A play in which maverick critic Kenneth Tynan persuades fallen-on-hard-times Orson Welles to direct Laurence Olivier in a staging of Ionesco’s Rhinoceros at London’s fledgling National Theatre? Surely an episode too rich, too bursting with life to survive the journey from cranium to proscenium. But in Orson’s Shadow, Austin Pendleton’s thoroughly delightful new drama inspired by actual backstage events, the execution is every bit as satisfying as the idea.
There are more great stories here than in a stack of old Varietys: Tynan’s reverence for Welles, whose career he has followed “like a yapping hound after a drifting air balloon,” coupled with his ambition to be involved with the National; Welles’s unquenchable vitality despite his post-Citizen Kane downward spiral; and—perhaps most moving of all—Olivier’s attempts to juggle support for his increasingly unstable wife, Vivien Leigh, with his new involvement with young actress Joan Plowright.

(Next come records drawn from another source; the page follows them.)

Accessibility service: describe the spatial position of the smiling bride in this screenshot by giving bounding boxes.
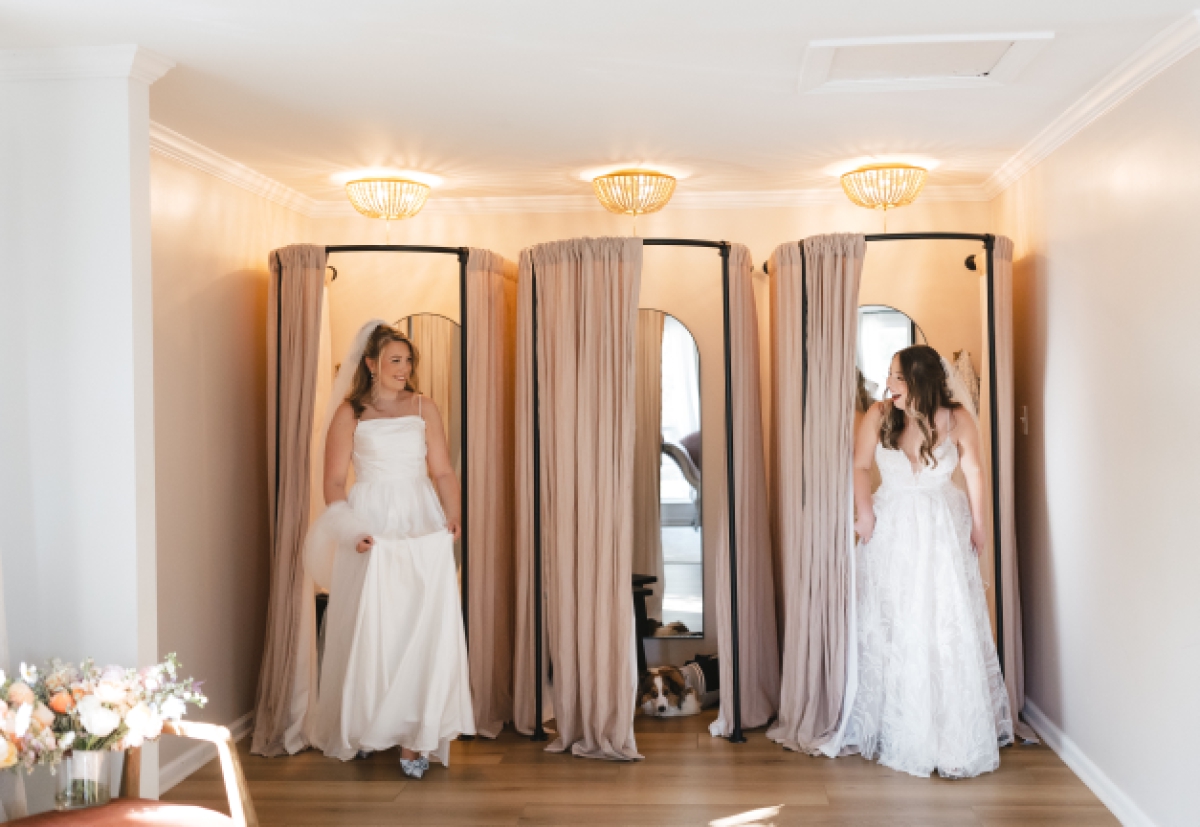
[300,320,474,779]
[841,344,1013,779]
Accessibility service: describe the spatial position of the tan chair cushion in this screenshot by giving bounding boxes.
[11,799,233,826]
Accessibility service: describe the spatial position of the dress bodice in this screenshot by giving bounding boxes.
[353,416,428,483]
[875,439,958,492]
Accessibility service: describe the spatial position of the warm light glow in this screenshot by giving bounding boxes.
[331,168,443,188]
[345,178,430,220]
[578,163,692,182]
[840,163,927,211]
[823,156,939,178]
[591,169,677,216]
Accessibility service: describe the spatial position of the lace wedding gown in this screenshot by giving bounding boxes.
[309,413,475,765]
[841,438,1013,778]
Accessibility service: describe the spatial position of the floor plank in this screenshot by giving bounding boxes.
[163,710,1116,826]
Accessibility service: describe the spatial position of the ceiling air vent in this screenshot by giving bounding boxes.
[800,32,1053,93]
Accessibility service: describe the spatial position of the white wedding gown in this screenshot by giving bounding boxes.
[309,414,475,765]
[840,438,1013,778]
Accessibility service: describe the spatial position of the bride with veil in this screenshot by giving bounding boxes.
[286,319,474,779]
[833,344,1013,778]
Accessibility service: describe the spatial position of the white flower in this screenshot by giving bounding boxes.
[59,731,75,750]
[77,696,120,738]
[123,703,162,748]
[160,697,186,722]
[19,664,35,684]
[93,681,126,705]
[13,704,31,738]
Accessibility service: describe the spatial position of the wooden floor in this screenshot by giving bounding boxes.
[164,710,1118,826]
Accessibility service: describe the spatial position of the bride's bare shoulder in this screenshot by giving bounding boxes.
[331,401,358,428]
[417,394,442,420]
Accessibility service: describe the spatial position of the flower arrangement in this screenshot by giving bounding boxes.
[0,653,205,773]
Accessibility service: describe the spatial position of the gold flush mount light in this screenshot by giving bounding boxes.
[840,163,928,212]
[345,177,431,221]
[591,169,677,216]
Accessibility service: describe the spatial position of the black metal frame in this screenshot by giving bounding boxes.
[528,238,748,744]
[306,244,473,641]
[766,231,1005,668]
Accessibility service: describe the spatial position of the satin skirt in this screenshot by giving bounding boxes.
[309,478,474,764]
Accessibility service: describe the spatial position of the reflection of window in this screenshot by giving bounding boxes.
[660,316,699,504]
[858,306,915,400]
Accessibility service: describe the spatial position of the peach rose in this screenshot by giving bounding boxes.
[7,683,34,707]
[49,692,74,714]
[32,703,54,728]
[0,738,17,770]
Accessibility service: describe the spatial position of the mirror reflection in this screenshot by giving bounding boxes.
[856,304,928,405]
[395,313,463,565]
[634,310,703,639]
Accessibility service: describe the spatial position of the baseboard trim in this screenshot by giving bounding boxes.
[158,711,254,794]
[1023,701,1156,827]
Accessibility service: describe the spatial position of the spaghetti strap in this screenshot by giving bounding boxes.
[418,394,422,417]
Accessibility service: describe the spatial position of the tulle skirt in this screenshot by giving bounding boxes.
[841,483,1013,778]
[309,477,474,764]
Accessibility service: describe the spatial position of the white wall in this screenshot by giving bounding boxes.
[0,46,169,805]
[149,152,313,786]
[992,46,1200,827]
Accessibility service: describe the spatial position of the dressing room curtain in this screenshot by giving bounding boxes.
[987,236,1036,742]
[465,248,519,739]
[710,244,781,737]
[252,244,327,756]
[512,260,545,737]
[407,314,459,446]
[513,238,643,761]
[766,234,864,754]
[633,310,665,621]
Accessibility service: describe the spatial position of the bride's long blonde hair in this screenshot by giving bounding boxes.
[345,324,420,417]
[879,345,958,469]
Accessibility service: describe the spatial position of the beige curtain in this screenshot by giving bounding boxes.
[710,244,781,737]
[407,314,458,441]
[633,310,665,620]
[465,248,519,739]
[988,236,1036,742]
[513,238,643,761]
[512,257,544,736]
[766,234,864,754]
[252,244,327,757]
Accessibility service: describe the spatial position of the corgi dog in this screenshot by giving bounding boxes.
[639,666,702,717]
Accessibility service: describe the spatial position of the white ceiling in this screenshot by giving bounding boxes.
[2,1,1196,202]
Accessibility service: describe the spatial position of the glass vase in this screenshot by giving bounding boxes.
[55,749,113,810]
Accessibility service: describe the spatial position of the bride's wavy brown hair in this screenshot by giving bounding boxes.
[346,324,420,417]
[879,344,958,469]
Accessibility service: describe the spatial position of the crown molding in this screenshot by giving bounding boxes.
[0,45,174,83]
[152,114,993,217]
[305,183,990,217]
[150,121,320,216]
[984,11,1200,198]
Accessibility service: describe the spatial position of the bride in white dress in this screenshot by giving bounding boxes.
[844,344,1012,779]
[304,321,474,778]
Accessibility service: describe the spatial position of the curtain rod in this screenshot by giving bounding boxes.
[325,244,468,256]
[640,238,729,250]
[762,232,994,273]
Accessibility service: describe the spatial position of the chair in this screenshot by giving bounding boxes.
[11,721,258,826]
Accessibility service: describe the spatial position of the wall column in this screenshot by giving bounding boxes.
[0,45,173,803]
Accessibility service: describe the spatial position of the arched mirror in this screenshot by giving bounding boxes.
[856,304,928,407]
[395,313,463,566]
[634,310,703,639]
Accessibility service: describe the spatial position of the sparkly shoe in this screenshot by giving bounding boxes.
[400,756,428,779]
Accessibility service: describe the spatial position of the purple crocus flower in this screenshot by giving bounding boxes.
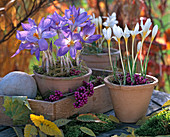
[12,17,57,61]
[48,11,67,30]
[54,31,82,59]
[79,24,102,43]
[65,5,90,31]
[25,17,57,60]
[21,18,36,31]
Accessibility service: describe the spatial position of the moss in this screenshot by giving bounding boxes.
[135,109,170,136]
[61,113,116,137]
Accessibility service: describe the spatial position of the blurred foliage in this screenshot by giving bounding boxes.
[0,0,169,92]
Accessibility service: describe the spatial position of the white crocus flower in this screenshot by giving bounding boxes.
[123,24,131,76]
[103,12,118,28]
[130,23,140,36]
[90,13,96,23]
[98,16,102,34]
[140,18,152,39]
[102,28,111,40]
[112,25,123,42]
[131,22,140,63]
[123,24,130,39]
[102,27,113,72]
[144,25,158,72]
[112,25,125,76]
[151,25,158,40]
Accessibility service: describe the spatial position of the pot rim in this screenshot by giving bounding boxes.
[81,48,120,56]
[33,67,92,80]
[104,74,158,89]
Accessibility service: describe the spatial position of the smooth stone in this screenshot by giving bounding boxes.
[0,71,37,99]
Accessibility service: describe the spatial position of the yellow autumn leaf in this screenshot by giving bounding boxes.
[162,100,170,108]
[30,114,63,137]
[24,124,38,137]
[109,115,120,123]
[30,114,44,127]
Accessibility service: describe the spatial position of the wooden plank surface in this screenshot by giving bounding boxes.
[0,90,169,137]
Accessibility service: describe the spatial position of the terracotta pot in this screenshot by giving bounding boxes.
[81,48,120,70]
[34,67,92,97]
[104,75,158,123]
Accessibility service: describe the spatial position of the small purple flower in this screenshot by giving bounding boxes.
[79,24,102,43]
[54,31,82,59]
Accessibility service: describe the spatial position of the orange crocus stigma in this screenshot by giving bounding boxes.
[33,33,39,39]
[68,40,74,47]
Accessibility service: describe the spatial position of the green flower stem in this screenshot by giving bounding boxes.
[132,52,139,75]
[140,40,144,75]
[125,38,132,77]
[144,39,153,77]
[118,39,125,79]
[107,39,114,72]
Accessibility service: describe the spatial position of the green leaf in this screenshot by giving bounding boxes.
[77,113,107,123]
[80,127,96,137]
[126,127,136,136]
[12,127,24,137]
[162,100,170,107]
[109,115,120,123]
[3,96,32,125]
[53,118,72,127]
[136,116,149,125]
[24,124,38,137]
[39,130,47,137]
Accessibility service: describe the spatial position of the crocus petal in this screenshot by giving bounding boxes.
[112,36,118,42]
[16,31,29,41]
[134,23,139,31]
[28,18,36,26]
[144,18,152,31]
[145,30,151,38]
[72,33,80,41]
[54,38,69,47]
[152,25,158,38]
[38,18,51,33]
[21,23,32,31]
[42,31,57,38]
[65,9,71,19]
[70,47,76,59]
[57,46,69,56]
[85,35,102,43]
[35,48,40,61]
[74,41,82,50]
[75,12,90,26]
[38,39,48,51]
[82,25,95,37]
[11,49,21,57]
[26,33,38,42]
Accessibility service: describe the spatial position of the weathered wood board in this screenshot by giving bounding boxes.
[0,84,113,126]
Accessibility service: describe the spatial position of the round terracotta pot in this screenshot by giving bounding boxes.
[81,48,120,70]
[34,67,92,97]
[104,75,158,123]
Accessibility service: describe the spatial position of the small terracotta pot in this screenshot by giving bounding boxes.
[104,75,158,123]
[81,48,120,70]
[34,67,92,97]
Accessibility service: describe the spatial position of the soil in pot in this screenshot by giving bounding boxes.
[104,74,158,123]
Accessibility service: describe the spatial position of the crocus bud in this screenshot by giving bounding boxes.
[151,25,158,40]
[137,41,142,52]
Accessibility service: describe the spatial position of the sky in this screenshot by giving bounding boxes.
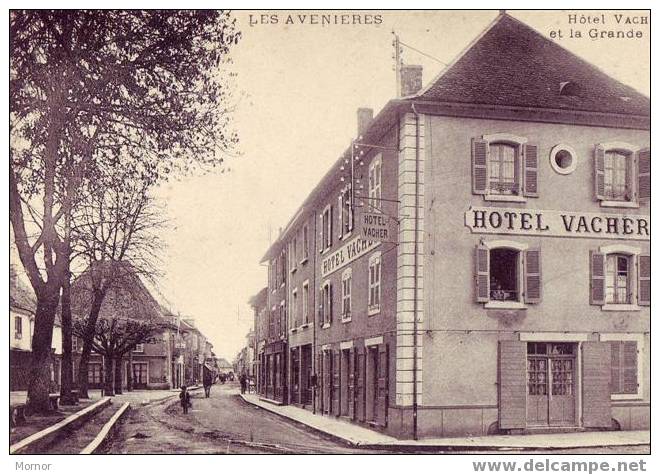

Each of the five superb leads manages the impossible, transforming a larger-than-life figure into a sometimes maddening, sometimes endearing individual: suave, stuttering Tynan (the astonishing Tracy Letts) quietly correcting someone’s misquotation of a review; Olivier (John Judd, all shoulders and aristocratic profile) taking direction from Welles on how to dust a chair; Welles laboring to temper his bruised ego with gratitude at having a job. These sensitive details help create a surprisingly intimate tale of endings and beginnings, damaged souls and stubborn wills. By the evening’s end, the riotous proceedings have acquired the fragility of a chamber piece—Leigh will soon die of tuberculosis, Tynan of emphysema—as autumnal and melancholy as Welles’s own Chimes at Midnight. New York’s revival houses may have gone the way of Automats and used bookstores, but thanks to Pendleton’s sharp, funny, and tender play, the golden oldies are as good as new.